Datenschutz hat oberste Priorität

Bei der Nutzung der verschiedenen UCC-Tools, über die ja nicht selten auch vertrauliche Inhalte ausgetauscht werden, ist es „wichtig, dass die interne Kommunikation so weit wie möglich in einem Intranet stattfindet, das gegenüber dem Internet professionell abgesichert ist“, erläutert Arne Günther von Telefónica. Doch nicht allein der Aspekt der Sicherheit ist hier von Bedeutung, „gut gemacht und nutzerorientiert konzipiert, fördert ein Social Intranet den Dialog zwischen den verschiedenen Abteilungen, Filialen oder Standorten von Unternehmen sowie die Kommunikation der Mitarbeiter untereinander“, weiß Rudi Stahl zu berichten.

Grundsätzlich müssen „bei der Auswahl der geeigneten Lösung das Thema Datensicherheit und der Schutz der Privatsphäre eine übergeordnete Rolle spielen“, rät Günter Junk von Virtual Solution. Er verweist dabei beispielsweise auf Anwendungen wie Whatsapp, die im privaten Bereich sehr beliebt und verbreitet sind, sich für die dienstliche Nutzung mit Blick auf die Datenschutz-Grundverordnung allerdings nicht eignen. „Deswegen sollten Tools, bevor sie zum Einsatz kommen, genau auf die Sicherheitsmechanismen wie Verschlüsselung oder die strikte Trennung zwischen privatem und geschäftlichem Bereich untersucht werden“, gibt Junk zu bedenken. Auch Arne Günther rät, „bei Lösungen aus der Cloud und über das Internet sollte auf eine Ende-zu-Ende-Verschlüsselung geachtet werden und darauf, wo die eigenen Daten letztendlich gespeichert sind“.

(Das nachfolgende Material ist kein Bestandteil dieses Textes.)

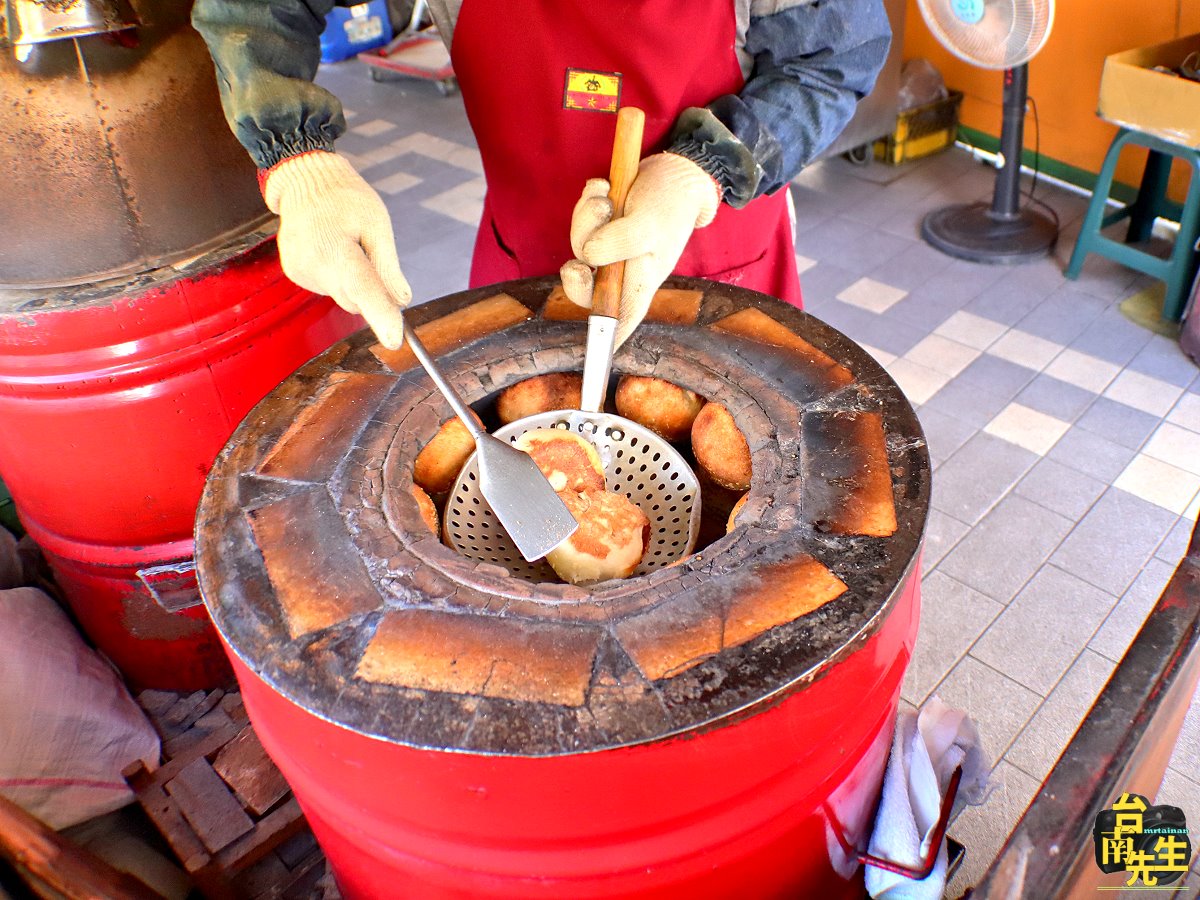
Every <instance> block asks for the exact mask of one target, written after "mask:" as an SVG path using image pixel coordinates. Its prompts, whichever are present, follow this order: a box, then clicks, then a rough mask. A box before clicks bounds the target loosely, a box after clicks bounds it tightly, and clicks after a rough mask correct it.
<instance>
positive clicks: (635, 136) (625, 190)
mask: <svg viewBox="0 0 1200 900" xmlns="http://www.w3.org/2000/svg"><path fill="white" fill-rule="evenodd" d="M644 127H646V114H644V113H643V112H642V110H641V109H637V108H636V107H623V108H622V109H620V112H618V113H617V134H616V137H613V139H612V167H611V168H610V170H608V185H610V187H608V199H610V200H612V217H613V218H614V220H616V218H620V217H622V216H623V215H625V197H626V196H629V186H630V185H631V184H634V179H635V178H637V163H640V162H641V161H642V131H643V130H644ZM624 281H625V263H624V260H623V262H619V263H612V264H611V265H602V266H600V269H599V270H598V271H596V278H595V287H594V288H593V290H592V312H593V313H594V314H596V316H607V317H610V318H617V317H618V316H619V314H620V287H622V283H623V282H624Z"/></svg>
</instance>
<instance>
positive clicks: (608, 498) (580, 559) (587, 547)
mask: <svg viewBox="0 0 1200 900" xmlns="http://www.w3.org/2000/svg"><path fill="white" fill-rule="evenodd" d="M558 496H559V497H562V498H563V502H564V503H565V504H566V508H568V509H569V510H570V511H571V515H572V516H575V521H577V522H578V523H580V527H578V529H577V530H576V532H575V534H572V535H571V536H570V538H568V539H566V540H565V541H564V542H563V544H560V545H558V546H557V547H554V550H552V551H551V552H550V553H547V554H546V562H548V563H550V564H551V566H552V568H553V569H554V571H556V572H558V577H560V578H562V580H563V581H568V582H570V583H572V584H584V583H589V582H598V581H607V580H608V578H628V577H629V576H630V575H632V574H634V571H635V570H636V569H637V566H638V565H640V564H641V562H642V557H643V556H644V554H646V547H647V545H648V544H649V540H650V520H649V518H647V517H646V514H644V512H642V510H640V509H638V508H637V505H636V504H635V503H634V502H632V500H630V499H629V498H626V497H624V496H623V494H619V493H613V492H611V491H586V492H576V491H562V492H559V494H558Z"/></svg>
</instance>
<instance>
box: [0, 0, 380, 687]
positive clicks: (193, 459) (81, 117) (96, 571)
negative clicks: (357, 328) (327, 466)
mask: <svg viewBox="0 0 1200 900" xmlns="http://www.w3.org/2000/svg"><path fill="white" fill-rule="evenodd" d="M23 1H24V0H23ZM10 6H12V4H10ZM67 6H70V5H67ZM134 6H136V7H137V12H138V18H139V23H140V24H139V25H138V26H137V28H136V29H130V30H126V31H121V32H120V34H119V35H116V36H113V35H92V36H88V37H79V38H76V40H62V41H54V40H50V41H47V42H44V43H37V44H34V46H31V47H25V48H12V47H7V46H4V42H2V40H0V89H2V92H4V96H5V104H4V109H2V112H0V124H2V126H4V134H5V139H4V140H2V142H0V167H2V169H4V173H5V187H4V190H2V191H0V229H2V235H0V422H2V427H0V478H2V479H4V480H5V484H6V485H7V487H8V490H10V491H11V493H12V496H13V498H14V499H16V502H17V506H18V510H19V512H20V516H22V521H23V522H24V524H25V527H26V528H28V529H29V532H30V533H31V534H32V535H34V538H35V539H36V540H37V542H38V544H40V545H41V547H42V550H43V551H44V552H46V554H47V558H48V560H49V564H50V566H52V569H53V570H54V574H55V577H56V582H58V584H59V587H60V588H61V589H62V593H64V595H65V598H66V600H67V601H68V604H70V605H71V607H72V610H73V612H74V614H76V617H77V619H78V620H79V623H80V625H82V626H83V629H84V630H85V631H86V634H88V635H89V637H91V640H92V641H94V642H95V643H96V644H97V646H98V647H100V648H101V649H102V650H104V653H107V654H108V655H109V656H110V658H112V659H113V661H114V662H116V665H118V666H119V667H120V668H121V670H122V672H124V673H125V676H126V677H127V678H128V679H130V680H131V682H132V683H133V684H136V685H138V686H154V688H169V689H176V690H194V689H200V688H212V686H216V685H217V684H221V683H223V682H227V680H229V679H230V673H229V670H228V664H227V661H226V658H224V653H223V652H222V649H221V647H220V643H218V642H217V640H216V635H215V632H214V631H212V628H211V625H210V624H209V622H208V617H206V614H205V612H204V608H203V606H202V605H200V602H199V593H198V590H197V587H196V581H194V574H193V563H192V527H193V522H194V516H196V504H197V502H198V499H199V496H200V490H202V487H203V484H204V476H205V474H206V473H208V468H209V466H210V464H211V461H212V460H214V458H215V456H216V454H217V451H218V450H220V449H221V446H222V445H223V444H224V442H226V440H227V438H228V437H229V434H230V433H232V431H233V430H234V427H235V426H236V425H238V422H239V421H241V419H242V416H244V415H245V414H246V412H248V410H250V408H251V407H252V406H253V404H254V403H257V402H258V401H259V400H260V398H262V397H263V396H264V395H265V394H266V392H268V391H269V390H271V389H272V388H274V386H276V385H277V384H278V383H280V380H282V379H283V378H284V377H286V376H288V374H289V373H290V372H293V371H294V370H295V368H296V367H298V366H299V365H301V364H302V362H305V361H307V360H308V359H311V358H312V356H313V355H316V354H317V353H319V352H320V350H323V349H325V348H326V347H329V346H330V344H331V343H332V342H335V341H337V340H338V338H341V337H343V336H346V335H347V334H349V332H350V331H352V330H353V329H354V328H355V326H356V325H358V324H360V323H359V320H358V319H356V318H353V317H350V316H348V314H346V313H343V312H341V311H340V310H338V308H336V307H335V306H334V305H332V302H331V301H329V300H328V299H324V298H317V296H314V295H312V294H310V293H308V292H302V290H300V289H298V288H296V287H295V286H294V284H292V283H290V282H288V281H287V280H286V278H284V277H283V275H282V271H281V269H280V264H278V257H277V253H276V251H275V242H274V236H272V229H274V224H272V217H271V216H270V215H269V214H268V211H266V209H265V208H264V206H263V202H262V198H260V197H259V194H258V188H257V181H256V176H254V167H253V164H252V163H251V162H250V160H248V157H247V156H246V154H245V151H244V150H242V149H241V146H240V145H239V144H238V143H236V142H235V140H234V138H233V136H232V134H230V132H229V128H228V126H227V125H226V122H224V119H223V116H222V113H221V106H220V101H218V97H217V89H216V80H215V77H214V72H212V62H211V60H210V59H209V55H208V50H206V49H205V47H204V42H203V41H202V40H200V36H199V35H198V34H196V31H193V30H192V28H191V25H190V22H188V12H190V8H191V2H190V0H162V1H160V2H154V4H149V2H142V1H140V0H139V1H138V2H136V4H134ZM2 37H4V36H2V35H0V38H2Z"/></svg>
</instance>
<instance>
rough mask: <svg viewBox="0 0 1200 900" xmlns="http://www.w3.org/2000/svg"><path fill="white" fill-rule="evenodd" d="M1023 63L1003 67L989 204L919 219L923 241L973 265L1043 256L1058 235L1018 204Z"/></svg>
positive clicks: (1034, 214)
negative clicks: (1012, 66) (998, 159)
mask: <svg viewBox="0 0 1200 900" xmlns="http://www.w3.org/2000/svg"><path fill="white" fill-rule="evenodd" d="M1027 91H1028V66H1026V65H1020V66H1016V67H1014V68H1008V70H1004V101H1003V108H1004V116H1003V120H1002V124H1001V128H1000V158H1001V167H1000V170H998V172H997V173H996V188H995V191H994V193H992V198H991V205H989V204H986V203H968V204H958V205H954V206H943V208H942V209H938V210H934V211H932V212H930V214H929V215H928V216H925V218H924V221H923V222H922V223H920V235H922V238H924V239H925V241H926V242H928V244H930V245H931V246H934V247H936V248H937V250H940V251H942V252H943V253H948V254H949V256H952V257H958V258H959V259H970V260H971V262H973V263H996V264H1015V263H1030V262H1032V260H1034V259H1040V258H1042V257H1044V256H1046V254H1048V253H1049V252H1050V251H1051V250H1052V248H1054V245H1055V241H1056V240H1057V239H1058V227H1057V224H1056V223H1055V222H1054V221H1051V220H1050V218H1048V217H1046V216H1044V215H1042V214H1040V212H1037V211H1036V210H1033V209H1030V206H1028V205H1026V206H1025V208H1022V206H1021V205H1020V198H1021V196H1020V191H1021V182H1020V176H1021V148H1022V145H1024V133H1025V100H1026V95H1027Z"/></svg>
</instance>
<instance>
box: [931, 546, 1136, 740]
mask: <svg viewBox="0 0 1200 900" xmlns="http://www.w3.org/2000/svg"><path fill="white" fill-rule="evenodd" d="M1072 530H1074V529H1072ZM1068 534H1070V532H1068ZM1063 540H1066V538H1063ZM1051 556H1052V553H1051ZM1048 568H1050V569H1054V570H1055V571H1057V572H1060V574H1062V575H1066V576H1068V577H1072V578H1078V580H1079V581H1082V582H1084V583H1085V584H1088V586H1090V587H1093V588H1097V586H1096V584H1091V582H1087V581H1085V580H1084V578H1081V577H1080V576H1078V575H1075V574H1074V572H1068V571H1067V570H1066V569H1063V568H1061V566H1058V565H1055V564H1054V563H1051V562H1050V558H1049V557H1046V560H1045V562H1044V563H1043V564H1042V565H1039V566H1038V568H1037V569H1036V570H1034V571H1033V575H1031V576H1030V577H1028V578H1027V580H1026V581H1025V583H1024V584H1021V587H1020V588H1018V590H1016V593H1014V594H1013V596H1012V598H1009V600H1008V602H1003V601H1001V600H997V599H996V598H991V596H989V595H988V594H986V593H984V592H983V590H980V592H979V593H980V594H984V596H989V599H991V600H995V602H998V604H1001V605H1002V606H1003V607H1004V610H1006V611H1007V610H1008V608H1009V605H1010V604H1012V601H1013V600H1015V599H1016V598H1018V596H1020V595H1021V592H1024V590H1025V588H1026V587H1028V584H1030V582H1032V581H1033V580H1034V578H1036V577H1037V576H1038V575H1040V574H1042V571H1043V570H1045V569H1048ZM942 575H944V576H946V577H950V576H949V575H947V574H946V572H942ZM967 587H970V586H967ZM972 589H974V588H972ZM1097 589H1098V590H1100V592H1102V593H1104V594H1108V593H1109V592H1106V590H1104V588H1097ZM1120 602H1121V598H1117V599H1116V600H1115V601H1114V604H1112V607H1111V608H1110V610H1109V612H1108V613H1105V616H1104V620H1108V617H1109V616H1111V614H1112V610H1115V608H1116V606H1117V605H1118V604H1120ZM1000 614H1001V616H1002V614H1003V612H1001V613H1000ZM996 618H1000V616H997V617H996ZM994 622H995V620H994ZM1102 626H1103V622H1102V623H1100V624H1098V625H1097V626H1096V628H1094V629H1092V632H1091V634H1090V635H1087V640H1086V641H1085V642H1084V646H1082V647H1080V648H1079V653H1076V654H1075V655H1074V656H1072V659H1070V662H1069V664H1068V665H1067V668H1066V670H1063V673H1062V674H1061V676H1060V677H1058V680H1056V682H1055V684H1054V686H1052V688H1050V690H1049V691H1046V694H1044V695H1043V694H1040V691H1038V690H1034V689H1033V688H1031V686H1030V685H1027V684H1021V682H1018V680H1016V679H1015V678H1013V677H1012V676H1004V677H1006V678H1008V680H1010V682H1013V683H1015V684H1020V685H1021V686H1022V688H1025V689H1026V690H1031V691H1033V692H1034V694H1038V695H1039V696H1042V697H1043V698H1045V697H1049V696H1050V694H1051V692H1052V691H1054V688H1057V686H1058V682H1061V680H1062V679H1063V677H1064V676H1066V674H1067V672H1069V671H1070V667H1072V666H1074V665H1075V662H1076V661H1079V658H1080V656H1082V655H1084V653H1085V652H1086V650H1087V648H1088V644H1091V642H1092V638H1094V637H1096V635H1097V632H1098V631H1099V630H1100V628H1102ZM989 628H991V625H989ZM986 634H988V629H984V630H983V631H980V632H979V635H978V636H977V637H976V640H974V641H972V642H971V646H970V647H968V648H967V650H966V653H965V654H964V656H971V659H973V660H976V661H977V662H980V664H983V665H985V666H988V667H989V668H991V670H992V671H994V672H997V673H1000V674H1004V673H1003V672H1001V671H1000V670H998V668H996V667H995V666H991V665H989V664H988V662H985V661H984V660H982V659H979V658H978V656H976V655H973V654H974V648H976V647H977V646H978V644H979V641H982V640H983V637H984V635H986ZM1093 653H1094V650H1093ZM1102 655H1103V654H1102ZM1105 659H1108V658H1105ZM955 665H958V664H955ZM953 671H954V670H953V668H950V672H953ZM948 676H949V672H947V677H948ZM942 680H944V678H943V679H942ZM938 684H941V682H938ZM1039 708H1040V704H1039ZM1022 727H1024V726H1022ZM1014 740H1015V738H1014Z"/></svg>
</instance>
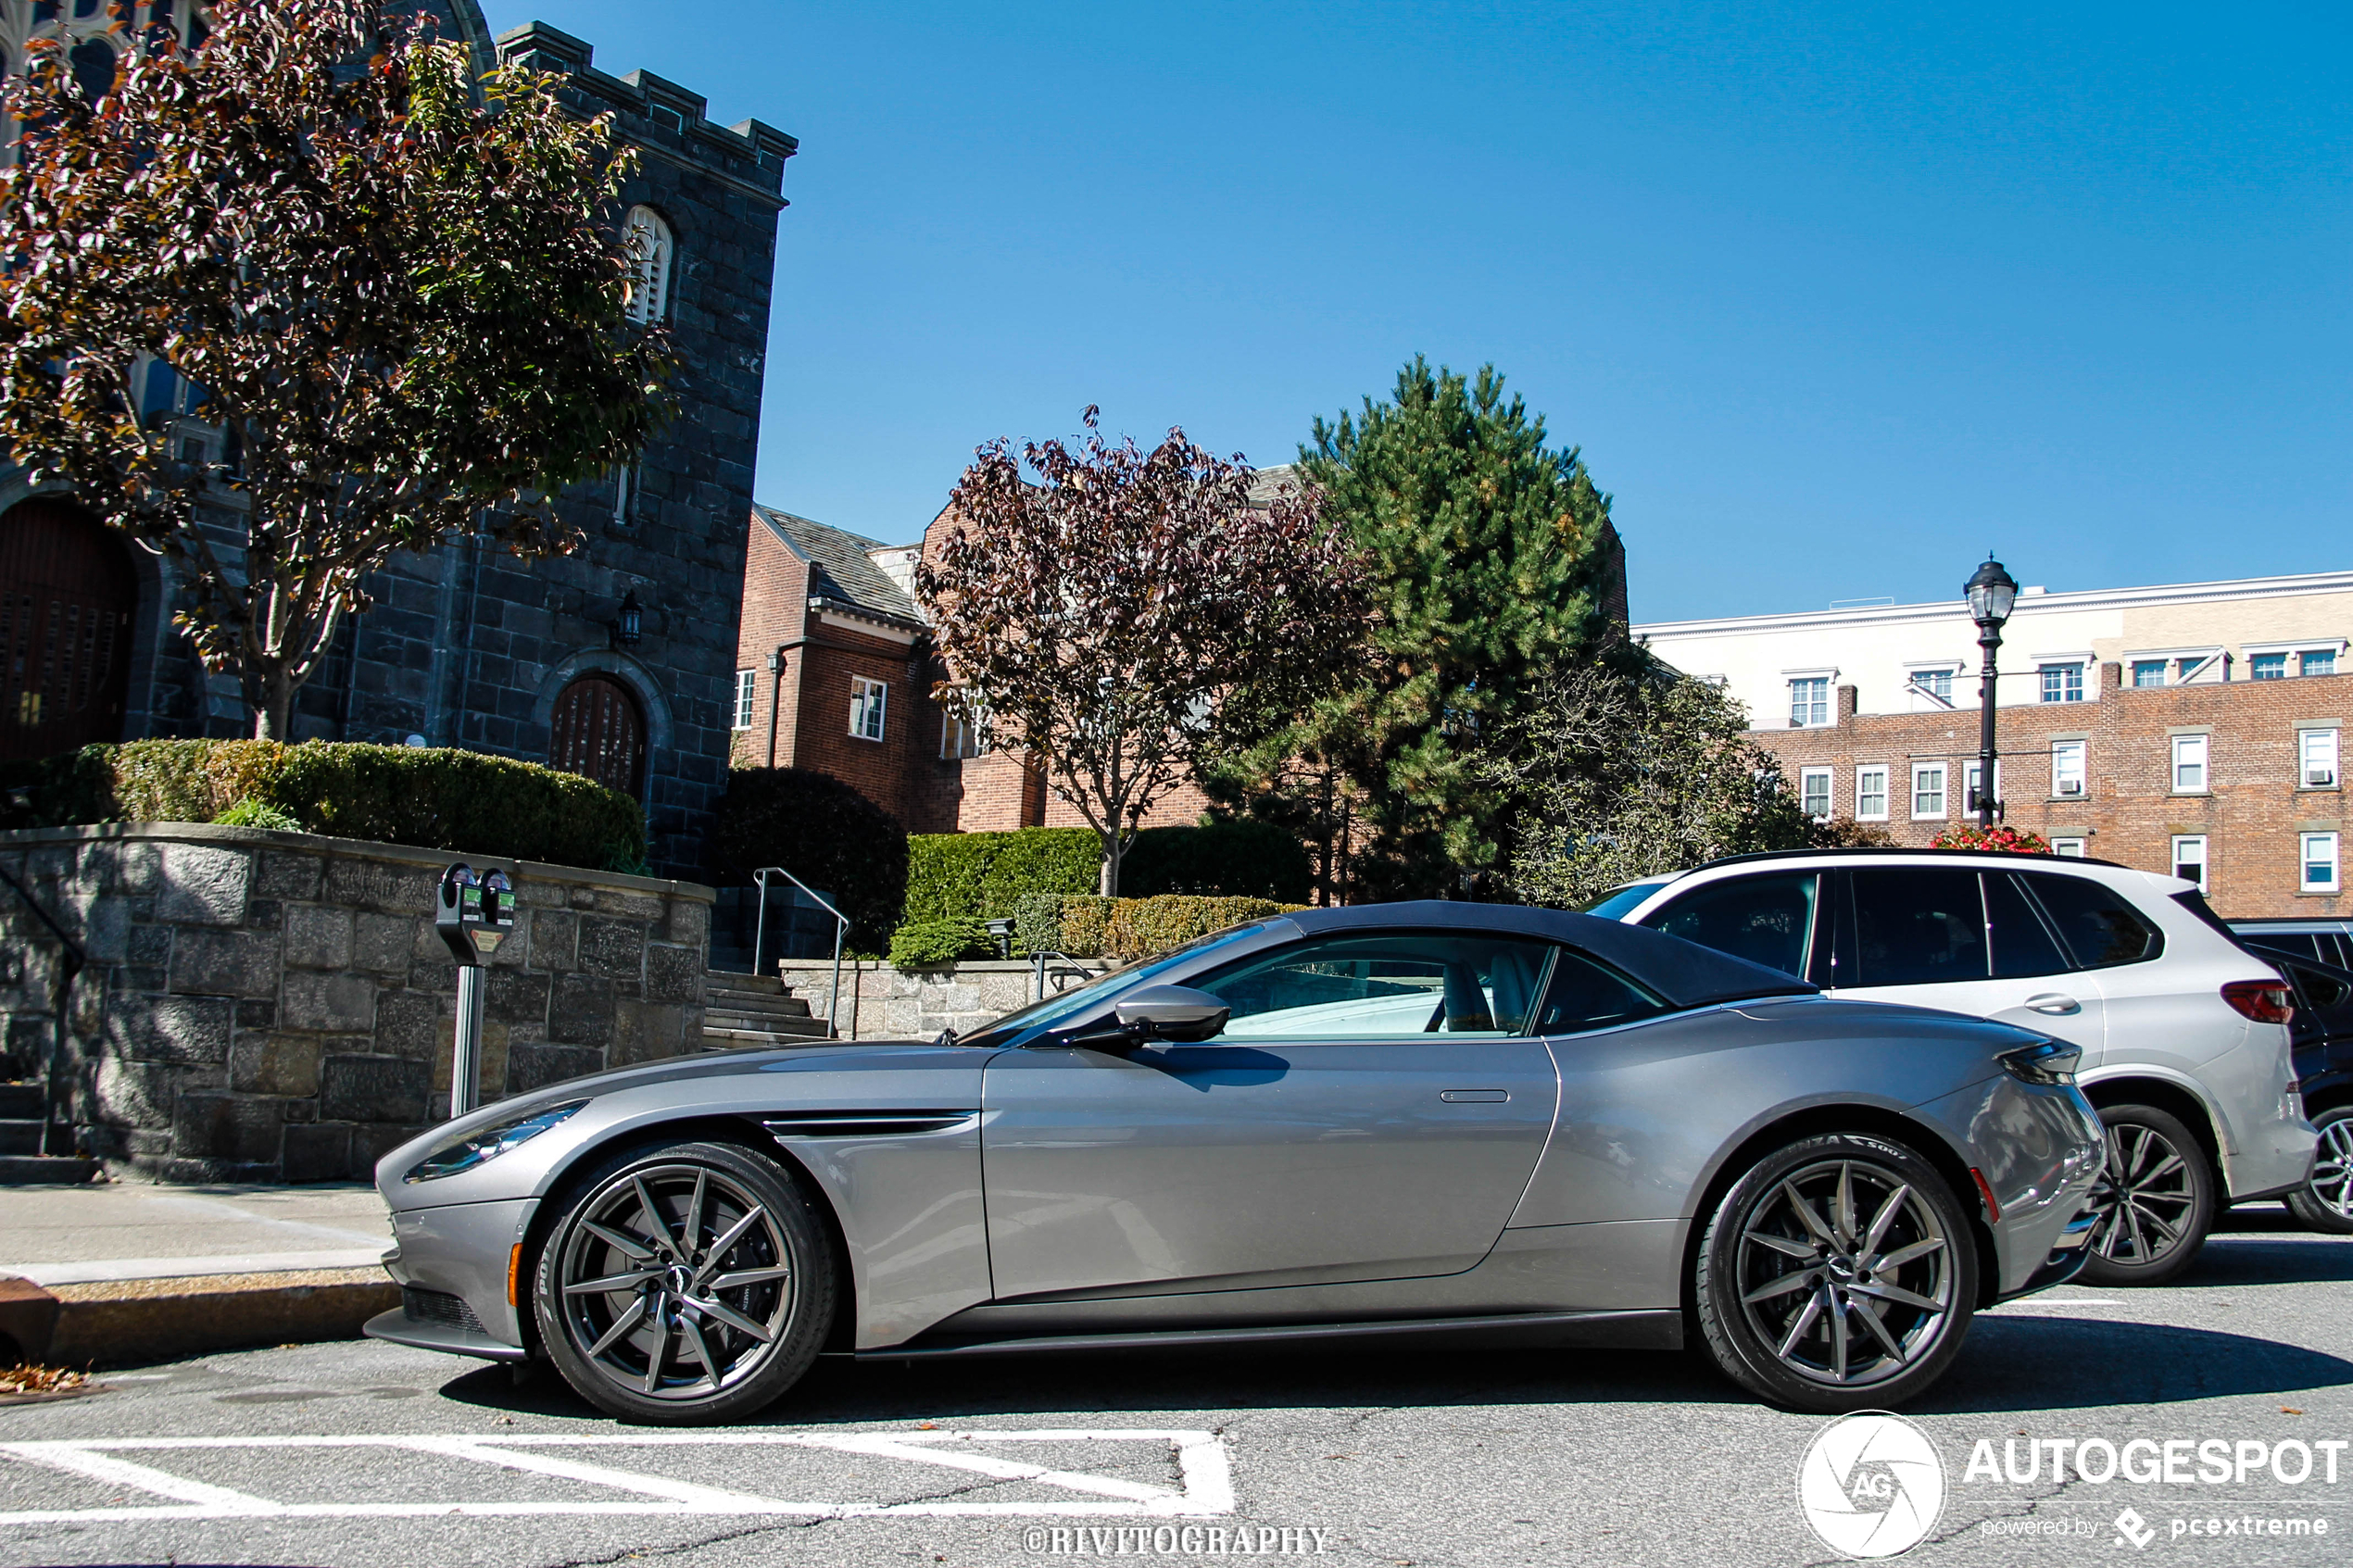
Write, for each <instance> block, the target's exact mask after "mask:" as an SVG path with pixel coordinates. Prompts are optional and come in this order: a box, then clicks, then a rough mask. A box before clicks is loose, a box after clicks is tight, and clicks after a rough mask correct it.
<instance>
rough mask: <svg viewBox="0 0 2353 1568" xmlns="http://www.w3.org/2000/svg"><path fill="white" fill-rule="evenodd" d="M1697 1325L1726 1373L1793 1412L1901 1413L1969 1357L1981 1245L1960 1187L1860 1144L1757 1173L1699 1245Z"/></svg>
mask: <svg viewBox="0 0 2353 1568" xmlns="http://www.w3.org/2000/svg"><path fill="white" fill-rule="evenodd" d="M1694 1305H1697V1309H1699V1328H1701V1335H1704V1340H1706V1347H1708V1354H1711V1359H1713V1361H1715V1366H1718V1368H1720V1371H1722V1373H1725V1375H1727V1378H1732V1380H1734V1382H1739V1385H1741V1387H1746V1389H1751V1392H1755V1394H1762V1396H1765V1399H1769V1401H1774V1403H1779V1406H1788V1408H1793V1410H1819V1413H1831V1415H1840V1413H1847V1410H1873V1408H1887V1406H1897V1403H1904V1401H1906V1399H1911V1396H1915V1394H1920V1392H1922V1389H1927V1387H1929V1385H1932V1382H1937V1378H1941V1375H1944V1371H1946V1368H1948V1366H1951V1363H1953V1356H1955V1354H1960V1342H1962V1338H1965V1335H1967V1331H1969V1314H1972V1312H1974V1307H1977V1241H1974V1237H1972V1232H1969V1215H1967V1211H1965V1208H1962V1206H1960V1199H1958V1197H1953V1190H1951V1185H1948V1182H1946V1180H1944V1178H1941V1175H1937V1168H1934V1166H1929V1164H1927V1161H1925V1159H1920V1157H1918V1154H1915V1152H1913V1150H1906V1147H1904V1145H1899V1143H1889V1140H1885V1138H1868V1135H1861V1133H1828V1135H1819V1138H1802V1140H1798V1143H1791V1145H1786V1147H1781V1150H1774V1152H1772V1154H1767V1157H1765V1159H1760V1161H1758V1164H1753V1166H1751V1168H1748V1171H1746V1173H1744V1175H1741V1178H1739V1180H1737V1182H1732V1190H1729V1192H1727V1194H1725V1199H1722V1204H1718V1208H1715V1215H1713V1218H1711V1220H1708V1227H1706V1232H1704V1237H1701V1244H1699V1269H1697V1276H1694Z"/></svg>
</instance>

Fest steht, dass sprachliche Kommunikation auch zukünftig in vielen Bereichen ihren hohen Stellenwert beibehalten wird, auch, wenn zunehmend neue Anwendungen für die schriftliche Form entwickelt und getestet werden. Daher sollte „jedes Unternehmen individuell ermitteln, wo schriftliche und persönliche bzw. telefonische Kommunikation für seine speziellen Bedarfe ihre nutzbringenden Stärken hat und die ‚Best practice‘ entsprechend in eine Handlungsempfehlung und ein Regelwerk für die Teams umsetzen“, rät Rudi Stahl. Dabei gilt es abhängig von der Branche zu bedenken, dass es sich meist nur um eine Momentaufnahme handelt, die sich aufgrund neuer Gewohnheiten und Entwicklungen schnell verändern kann. „Was gestern noch verpönt war, ist heute mehrheitlich akzeptiert“, konkretisiert Stahl. Eine regelmäßige Überprüfung der im Einsatz befindlichen und vielleicht auch erlaubten bzw. verbotenen Tools sei daher unerlässlich.